The window to stay below 1.5°C of warming is closing fast. People’s lives are at stake – we must get to zero fossil fuels as fast as possible. This story is part of the full People’s Dossier with stories on 1.5°C here.
In the far north of Europe live the Saami people whose culture has existed before the Finnish, Swedish and the Vikings. Living in the Arctic regions of Sweden, Finland, Norway and Russia, they have survived the harshest environment for thousands of years. But the changing climate has made life more difficult for the Saami, who are now fighting through warmer and increasingly unpredictable conditions in the Arctic.
The Arctic is warming twice as fast as the global average. Unpredictable ice sheets make traditional routes over frozen lakes dangerous. People and reindeer have drowned because of unusually thin ice. Earlier this year, scientists were alarmed when the strongest and thickest Arctic sea ice north of Greenland started to break up for the first time on record. This summer’s unprecedented drought and wildfires in the Arctic Circle have done serious damage to the winter grazing lands of reindeer, which will take decades to recover.

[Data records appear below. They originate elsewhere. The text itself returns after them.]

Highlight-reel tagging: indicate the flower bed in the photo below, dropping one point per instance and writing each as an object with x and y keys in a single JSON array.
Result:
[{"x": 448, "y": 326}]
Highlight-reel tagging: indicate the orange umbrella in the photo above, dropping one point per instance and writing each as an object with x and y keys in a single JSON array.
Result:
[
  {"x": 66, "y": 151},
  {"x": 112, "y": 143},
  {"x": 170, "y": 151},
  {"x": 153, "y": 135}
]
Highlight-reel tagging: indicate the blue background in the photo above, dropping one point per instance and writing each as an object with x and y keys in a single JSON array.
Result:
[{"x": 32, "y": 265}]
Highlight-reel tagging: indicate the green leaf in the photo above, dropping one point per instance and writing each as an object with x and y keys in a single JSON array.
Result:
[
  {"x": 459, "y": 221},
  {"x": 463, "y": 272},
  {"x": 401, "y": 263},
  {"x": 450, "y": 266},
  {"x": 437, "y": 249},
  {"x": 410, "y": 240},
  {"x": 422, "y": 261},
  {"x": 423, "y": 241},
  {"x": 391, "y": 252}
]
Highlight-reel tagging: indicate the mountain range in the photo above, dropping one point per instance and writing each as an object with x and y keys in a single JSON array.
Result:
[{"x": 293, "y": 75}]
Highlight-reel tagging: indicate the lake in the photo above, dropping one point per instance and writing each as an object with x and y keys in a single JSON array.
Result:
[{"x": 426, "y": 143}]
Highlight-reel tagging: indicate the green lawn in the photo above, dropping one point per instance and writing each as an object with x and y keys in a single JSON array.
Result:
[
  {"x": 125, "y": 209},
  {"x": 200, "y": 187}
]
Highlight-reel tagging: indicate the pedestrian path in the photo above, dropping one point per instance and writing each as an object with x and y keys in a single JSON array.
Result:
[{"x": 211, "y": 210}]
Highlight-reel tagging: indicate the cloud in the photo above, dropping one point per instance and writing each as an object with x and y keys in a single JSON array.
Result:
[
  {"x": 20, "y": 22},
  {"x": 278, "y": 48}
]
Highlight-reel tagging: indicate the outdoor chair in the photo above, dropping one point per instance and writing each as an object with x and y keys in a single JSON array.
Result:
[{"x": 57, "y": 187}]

Reindeers are an essential part of life for the Saami. They use them for transport, milk and meat production. Traditional knowledge on reindeer herding has been passed down from generation to generation, including the knowledge of how to use land during extreme weather fluctuations. However, due to the drastic increase in temperatures, Saami reindeer herders are struggling.
Jonas Vannar recalls the difficulties he is facing as a Saami reindeer herder. Due to the warming Arctic and increasing deforestation, it has been more difficult for the reindeers to find lichen, their primary source of food.
“As a reindeer herder you need the reindeer to be able to find food on their own. They smell the lichen under the snow. When it gets warm during the winter and then cold again, you get layers of ice building up on the ground, and they can’t smell the lichen. The reindeer then start looking for lichen hanging from trees. […] It makes the conflict with the forestry industry worse because these mostly grow on old trees. When you cut down the forest, the hanging lichen also disappears” says Vannar. He has experienced reindeer dying in his arms due to lack of food. Something, he says, he never wants to have to go through again.
But the problems the Saami face are not only climate change.
Large energy projects, such as hydropower dams, threaten their way of living. The dams block the paths of the reindeer, which run along river valleys, and change the rivers’ natural patterns. Usually, rivers have greater flow in the summer than in winter. The dams collect water in the summer and release it during winter, further exacerbating the thinning of the ice sheets. Vannar’s Saami village had to move all the reindeer paths up on the land. Wind farms on reindeer grazing land cut off their migration routes, a stark reminder that clean energy solutions need to be implemented taking into account the needs of the ecosystem and of the local communities.